Hi @Josiah_Ritchie,
Sounds like what you’re looking for is some kind of logging / metric aggregation (either Logstash + Kibana, or Splunk for logging aggregation and visualisation, or Grafana for metrics visualisation) and alerting based on that data.
You could, for example, run something like statsd or collectd on each mail server instance with a plugin that captures the metrics you’re looking for, and posts to Graphite (or implement Prometheus and make it a pull model). You could even implement the checks (i.e. metrics polls) in Nagios and use Nagios (or Sensu, et al) to generate the alerting.
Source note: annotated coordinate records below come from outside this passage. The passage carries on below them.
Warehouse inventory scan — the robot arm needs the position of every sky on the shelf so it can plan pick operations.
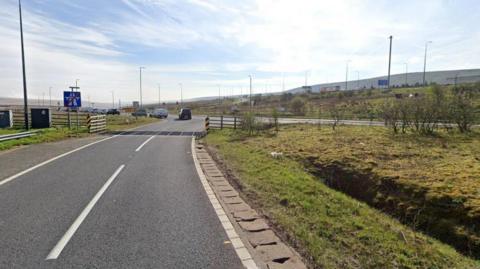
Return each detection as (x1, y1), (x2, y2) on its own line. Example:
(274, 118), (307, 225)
(0, 0), (480, 104)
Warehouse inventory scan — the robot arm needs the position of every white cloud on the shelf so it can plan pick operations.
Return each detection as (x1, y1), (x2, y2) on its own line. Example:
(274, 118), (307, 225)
(0, 0), (480, 102)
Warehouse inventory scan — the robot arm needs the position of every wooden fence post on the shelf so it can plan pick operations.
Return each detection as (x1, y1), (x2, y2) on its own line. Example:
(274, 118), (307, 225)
(205, 116), (210, 133)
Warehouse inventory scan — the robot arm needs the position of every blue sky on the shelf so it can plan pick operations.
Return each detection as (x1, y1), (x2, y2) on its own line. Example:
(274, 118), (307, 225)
(0, 0), (480, 103)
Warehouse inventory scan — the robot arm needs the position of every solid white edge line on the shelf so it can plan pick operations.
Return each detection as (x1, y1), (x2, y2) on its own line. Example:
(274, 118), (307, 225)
(45, 164), (125, 260)
(135, 135), (155, 152)
(0, 135), (119, 186)
(191, 137), (258, 269)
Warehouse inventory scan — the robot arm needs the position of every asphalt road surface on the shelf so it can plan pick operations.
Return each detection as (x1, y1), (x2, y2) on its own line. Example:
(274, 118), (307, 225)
(0, 118), (243, 269)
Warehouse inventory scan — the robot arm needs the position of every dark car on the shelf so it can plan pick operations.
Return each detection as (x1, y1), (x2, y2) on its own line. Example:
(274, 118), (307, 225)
(107, 108), (120, 115)
(178, 108), (192, 120)
(132, 109), (148, 117)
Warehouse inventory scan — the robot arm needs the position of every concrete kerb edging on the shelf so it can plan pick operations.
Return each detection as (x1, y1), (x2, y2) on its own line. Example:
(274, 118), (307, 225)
(192, 138), (258, 269)
(192, 138), (306, 269)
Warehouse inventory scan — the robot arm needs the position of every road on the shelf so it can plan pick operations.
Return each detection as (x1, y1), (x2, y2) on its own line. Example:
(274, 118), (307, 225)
(0, 118), (243, 269)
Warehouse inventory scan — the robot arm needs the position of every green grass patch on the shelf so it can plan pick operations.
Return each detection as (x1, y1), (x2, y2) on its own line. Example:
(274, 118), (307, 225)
(204, 126), (480, 268)
(0, 128), (89, 151)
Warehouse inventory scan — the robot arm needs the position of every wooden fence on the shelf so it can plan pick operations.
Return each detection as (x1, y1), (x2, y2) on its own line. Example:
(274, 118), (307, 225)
(87, 115), (107, 133)
(205, 116), (242, 131)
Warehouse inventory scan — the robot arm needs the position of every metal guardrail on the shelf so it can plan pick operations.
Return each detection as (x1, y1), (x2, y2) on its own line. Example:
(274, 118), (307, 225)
(0, 131), (37, 142)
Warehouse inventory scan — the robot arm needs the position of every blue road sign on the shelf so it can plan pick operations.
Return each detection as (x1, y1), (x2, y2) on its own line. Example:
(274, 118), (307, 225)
(63, 91), (82, 108)
(378, 79), (388, 86)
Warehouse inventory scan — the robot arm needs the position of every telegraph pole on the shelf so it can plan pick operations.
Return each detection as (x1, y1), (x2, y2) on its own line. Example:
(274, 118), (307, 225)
(18, 0), (30, 130)
(387, 36), (393, 89)
(423, 41), (432, 87)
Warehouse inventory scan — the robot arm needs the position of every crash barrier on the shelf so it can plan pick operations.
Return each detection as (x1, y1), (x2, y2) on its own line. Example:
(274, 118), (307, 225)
(12, 109), (88, 129)
(207, 116), (242, 129)
(87, 115), (107, 133)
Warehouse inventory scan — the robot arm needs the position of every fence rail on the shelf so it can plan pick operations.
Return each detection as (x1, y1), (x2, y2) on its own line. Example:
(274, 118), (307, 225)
(87, 115), (107, 133)
(205, 116), (242, 130)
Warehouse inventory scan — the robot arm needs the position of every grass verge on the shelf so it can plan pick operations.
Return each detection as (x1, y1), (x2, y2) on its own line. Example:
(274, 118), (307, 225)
(0, 115), (159, 151)
(205, 130), (480, 268)
(0, 128), (89, 151)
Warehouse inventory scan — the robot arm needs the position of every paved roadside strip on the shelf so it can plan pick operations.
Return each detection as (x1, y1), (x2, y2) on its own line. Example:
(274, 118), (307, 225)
(192, 138), (258, 269)
(192, 140), (306, 269)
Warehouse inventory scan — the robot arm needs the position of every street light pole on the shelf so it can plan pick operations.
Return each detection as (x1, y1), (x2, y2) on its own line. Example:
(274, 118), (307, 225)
(357, 70), (360, 90)
(248, 75), (252, 113)
(423, 41), (432, 87)
(112, 91), (115, 109)
(178, 83), (183, 107)
(387, 36), (393, 89)
(139, 66), (145, 108)
(18, 0), (30, 130)
(345, 60), (350, 91)
(48, 87), (52, 106)
(405, 63), (408, 86)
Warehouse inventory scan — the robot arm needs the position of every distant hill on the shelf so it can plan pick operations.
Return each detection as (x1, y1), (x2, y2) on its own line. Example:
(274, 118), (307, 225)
(287, 69), (480, 93)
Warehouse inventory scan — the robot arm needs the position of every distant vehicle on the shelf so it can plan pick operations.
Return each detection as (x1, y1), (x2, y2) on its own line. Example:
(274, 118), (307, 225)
(154, 108), (168, 119)
(107, 108), (120, 115)
(132, 109), (148, 117)
(178, 108), (192, 120)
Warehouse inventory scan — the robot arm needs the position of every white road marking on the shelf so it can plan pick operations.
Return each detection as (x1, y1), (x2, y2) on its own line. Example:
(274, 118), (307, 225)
(45, 164), (125, 260)
(0, 135), (118, 186)
(135, 135), (155, 152)
(192, 137), (258, 269)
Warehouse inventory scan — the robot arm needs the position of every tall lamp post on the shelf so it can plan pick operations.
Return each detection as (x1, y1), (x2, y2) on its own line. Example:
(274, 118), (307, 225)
(18, 0), (30, 130)
(139, 66), (145, 108)
(112, 91), (115, 109)
(405, 63), (408, 86)
(423, 41), (432, 87)
(345, 60), (351, 91)
(387, 36), (393, 89)
(48, 87), (52, 107)
(248, 75), (252, 113)
(178, 83), (183, 107)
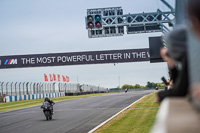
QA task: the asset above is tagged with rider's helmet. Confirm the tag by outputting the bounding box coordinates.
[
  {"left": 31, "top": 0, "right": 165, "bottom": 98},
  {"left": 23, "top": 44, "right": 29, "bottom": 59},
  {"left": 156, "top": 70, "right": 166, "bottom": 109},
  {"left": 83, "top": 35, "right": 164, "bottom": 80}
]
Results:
[{"left": 44, "top": 97, "right": 49, "bottom": 101}]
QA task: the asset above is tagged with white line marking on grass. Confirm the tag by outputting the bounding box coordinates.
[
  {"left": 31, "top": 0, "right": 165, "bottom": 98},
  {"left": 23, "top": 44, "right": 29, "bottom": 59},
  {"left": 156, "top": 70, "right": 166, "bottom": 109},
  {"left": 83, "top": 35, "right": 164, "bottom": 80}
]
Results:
[{"left": 88, "top": 94, "right": 149, "bottom": 133}]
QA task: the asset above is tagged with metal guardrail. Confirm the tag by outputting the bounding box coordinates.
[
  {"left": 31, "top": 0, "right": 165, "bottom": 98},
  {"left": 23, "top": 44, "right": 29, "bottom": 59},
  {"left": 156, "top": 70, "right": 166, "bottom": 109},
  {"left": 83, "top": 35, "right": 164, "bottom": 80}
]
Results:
[{"left": 0, "top": 82, "right": 108, "bottom": 96}]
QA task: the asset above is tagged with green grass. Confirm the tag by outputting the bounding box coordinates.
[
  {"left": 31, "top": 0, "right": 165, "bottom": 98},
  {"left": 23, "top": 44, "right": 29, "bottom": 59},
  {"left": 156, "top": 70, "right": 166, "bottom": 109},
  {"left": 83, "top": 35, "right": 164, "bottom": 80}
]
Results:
[
  {"left": 94, "top": 93, "right": 159, "bottom": 133},
  {"left": 0, "top": 93, "right": 111, "bottom": 112}
]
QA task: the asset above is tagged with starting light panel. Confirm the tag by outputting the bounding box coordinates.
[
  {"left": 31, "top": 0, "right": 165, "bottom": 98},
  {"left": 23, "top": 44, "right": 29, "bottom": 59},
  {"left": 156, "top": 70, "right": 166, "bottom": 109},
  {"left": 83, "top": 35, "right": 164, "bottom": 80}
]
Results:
[
  {"left": 85, "top": 7, "right": 175, "bottom": 38},
  {"left": 85, "top": 7, "right": 124, "bottom": 38}
]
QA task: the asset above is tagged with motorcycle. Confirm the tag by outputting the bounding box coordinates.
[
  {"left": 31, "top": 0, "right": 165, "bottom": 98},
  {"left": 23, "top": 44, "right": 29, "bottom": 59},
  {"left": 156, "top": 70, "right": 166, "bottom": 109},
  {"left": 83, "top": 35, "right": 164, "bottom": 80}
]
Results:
[{"left": 41, "top": 101, "right": 53, "bottom": 121}]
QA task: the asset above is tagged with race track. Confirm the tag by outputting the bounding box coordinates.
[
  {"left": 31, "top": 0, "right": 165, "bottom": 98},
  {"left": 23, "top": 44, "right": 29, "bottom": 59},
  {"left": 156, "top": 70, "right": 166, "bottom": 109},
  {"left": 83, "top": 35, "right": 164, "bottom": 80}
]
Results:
[{"left": 0, "top": 90, "right": 155, "bottom": 133}]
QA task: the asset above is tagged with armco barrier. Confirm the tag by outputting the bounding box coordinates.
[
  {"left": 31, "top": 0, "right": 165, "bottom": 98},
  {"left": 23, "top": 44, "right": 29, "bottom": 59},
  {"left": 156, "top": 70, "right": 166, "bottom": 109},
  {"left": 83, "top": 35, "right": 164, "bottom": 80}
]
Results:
[{"left": 4, "top": 92, "right": 65, "bottom": 102}]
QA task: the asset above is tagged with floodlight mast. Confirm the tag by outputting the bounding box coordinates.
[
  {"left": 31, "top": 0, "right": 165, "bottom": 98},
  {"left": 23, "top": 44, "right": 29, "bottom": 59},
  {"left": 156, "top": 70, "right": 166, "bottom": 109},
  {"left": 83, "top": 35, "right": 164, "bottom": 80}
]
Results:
[{"left": 85, "top": 0, "right": 175, "bottom": 38}]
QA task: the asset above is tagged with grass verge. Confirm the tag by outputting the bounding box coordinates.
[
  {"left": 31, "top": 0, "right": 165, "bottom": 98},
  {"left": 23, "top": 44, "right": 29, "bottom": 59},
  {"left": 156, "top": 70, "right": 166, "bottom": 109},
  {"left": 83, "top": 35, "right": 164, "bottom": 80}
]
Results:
[
  {"left": 94, "top": 93, "right": 159, "bottom": 133},
  {"left": 0, "top": 93, "right": 114, "bottom": 112}
]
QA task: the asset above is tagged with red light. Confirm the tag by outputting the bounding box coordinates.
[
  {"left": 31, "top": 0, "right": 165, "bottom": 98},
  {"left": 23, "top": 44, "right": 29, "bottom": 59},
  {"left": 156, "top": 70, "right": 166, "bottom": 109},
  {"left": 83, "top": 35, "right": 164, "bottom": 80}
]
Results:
[
  {"left": 95, "top": 22, "right": 101, "bottom": 28},
  {"left": 88, "top": 22, "right": 94, "bottom": 28}
]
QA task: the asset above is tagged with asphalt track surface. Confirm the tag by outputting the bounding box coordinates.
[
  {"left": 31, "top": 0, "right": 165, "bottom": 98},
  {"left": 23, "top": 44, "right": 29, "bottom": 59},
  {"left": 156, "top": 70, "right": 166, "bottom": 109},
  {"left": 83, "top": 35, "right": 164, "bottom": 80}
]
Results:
[{"left": 0, "top": 90, "right": 154, "bottom": 133}]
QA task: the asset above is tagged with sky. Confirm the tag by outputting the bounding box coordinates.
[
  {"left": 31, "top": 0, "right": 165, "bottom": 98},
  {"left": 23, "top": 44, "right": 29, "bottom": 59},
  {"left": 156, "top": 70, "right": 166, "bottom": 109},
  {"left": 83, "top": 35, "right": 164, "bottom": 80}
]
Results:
[{"left": 0, "top": 0, "right": 175, "bottom": 88}]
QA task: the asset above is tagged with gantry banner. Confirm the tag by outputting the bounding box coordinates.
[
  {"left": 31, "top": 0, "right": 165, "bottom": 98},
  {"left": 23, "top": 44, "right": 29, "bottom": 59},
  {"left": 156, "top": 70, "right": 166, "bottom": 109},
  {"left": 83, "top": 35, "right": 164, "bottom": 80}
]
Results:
[{"left": 0, "top": 48, "right": 150, "bottom": 69}]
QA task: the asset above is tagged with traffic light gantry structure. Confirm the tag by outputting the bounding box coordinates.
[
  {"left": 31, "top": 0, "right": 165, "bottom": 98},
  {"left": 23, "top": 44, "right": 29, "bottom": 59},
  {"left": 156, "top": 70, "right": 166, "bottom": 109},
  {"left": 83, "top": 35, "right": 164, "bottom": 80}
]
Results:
[{"left": 85, "top": 3, "right": 175, "bottom": 38}]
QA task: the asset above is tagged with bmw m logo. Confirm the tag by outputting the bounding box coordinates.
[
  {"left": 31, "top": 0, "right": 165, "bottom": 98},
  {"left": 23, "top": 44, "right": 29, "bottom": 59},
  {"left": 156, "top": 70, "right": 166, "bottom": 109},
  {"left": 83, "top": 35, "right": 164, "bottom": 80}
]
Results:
[{"left": 4, "top": 59, "right": 17, "bottom": 65}]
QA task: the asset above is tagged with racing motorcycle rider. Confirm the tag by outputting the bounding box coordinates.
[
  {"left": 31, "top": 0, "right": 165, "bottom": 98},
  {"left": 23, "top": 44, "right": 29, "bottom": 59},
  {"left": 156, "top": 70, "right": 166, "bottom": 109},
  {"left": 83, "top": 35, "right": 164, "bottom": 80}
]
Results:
[{"left": 44, "top": 97, "right": 55, "bottom": 114}]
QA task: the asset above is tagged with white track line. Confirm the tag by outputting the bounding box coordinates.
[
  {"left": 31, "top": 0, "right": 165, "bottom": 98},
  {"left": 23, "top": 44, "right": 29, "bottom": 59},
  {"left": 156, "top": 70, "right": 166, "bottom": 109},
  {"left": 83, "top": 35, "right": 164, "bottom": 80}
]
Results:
[{"left": 88, "top": 94, "right": 149, "bottom": 133}]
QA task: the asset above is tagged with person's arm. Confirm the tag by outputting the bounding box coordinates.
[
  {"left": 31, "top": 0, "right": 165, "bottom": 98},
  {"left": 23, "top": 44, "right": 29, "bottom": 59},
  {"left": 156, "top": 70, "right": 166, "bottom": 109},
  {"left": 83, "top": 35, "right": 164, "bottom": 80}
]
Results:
[{"left": 157, "top": 58, "right": 189, "bottom": 102}]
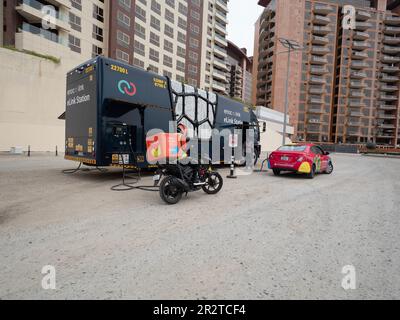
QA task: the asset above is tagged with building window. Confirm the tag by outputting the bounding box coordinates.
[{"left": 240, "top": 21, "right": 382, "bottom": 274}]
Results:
[
  {"left": 118, "top": 10, "right": 131, "bottom": 28},
  {"left": 68, "top": 34, "right": 82, "bottom": 53},
  {"left": 164, "top": 54, "right": 172, "bottom": 68},
  {"left": 92, "top": 45, "right": 103, "bottom": 58},
  {"left": 151, "top": 0, "right": 161, "bottom": 15},
  {"left": 71, "top": 0, "right": 82, "bottom": 11},
  {"left": 149, "top": 48, "right": 160, "bottom": 62},
  {"left": 92, "top": 25, "right": 103, "bottom": 42},
  {"left": 69, "top": 12, "right": 82, "bottom": 32},
  {"left": 135, "top": 5, "right": 146, "bottom": 22},
  {"left": 150, "top": 32, "right": 160, "bottom": 47},
  {"left": 133, "top": 58, "right": 144, "bottom": 69},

Grafana (over Graphite or some other metrics backend) can also alert you.
This is how we do it (or a combination of all of the above) - preferably at a global service level (i.e. mail inbound
), but sometimes also on individual instances (which is more noisy).
If you’re looking for something that can aggregate and visualise your metrics but don’t want to have to set it up / host it yourself, look to some of the -aaS providers like Datadog (you can also use them as a PagerDuty alert trigger source).
In the end it’s all about how transparent you can make your own metrics - I like to think of exposing, aggregating and displaying metrics as your monitoring (Datadog, Grafana, Prometheus, etc.), and only once thresholds or trend analysis is applied, it is used for alerting (PagerDuty).
If your PagerDuty Services are specific enough, you can use Extensions
-> Add-ons
to include your dashboards inline in Services (but it’ll be bound to a Service, and visible in Incidents belonging to that Service, and you can’t specify inline display links dynamically with the alert - only statically per Service).
Hope that helps,
@simonfiddaman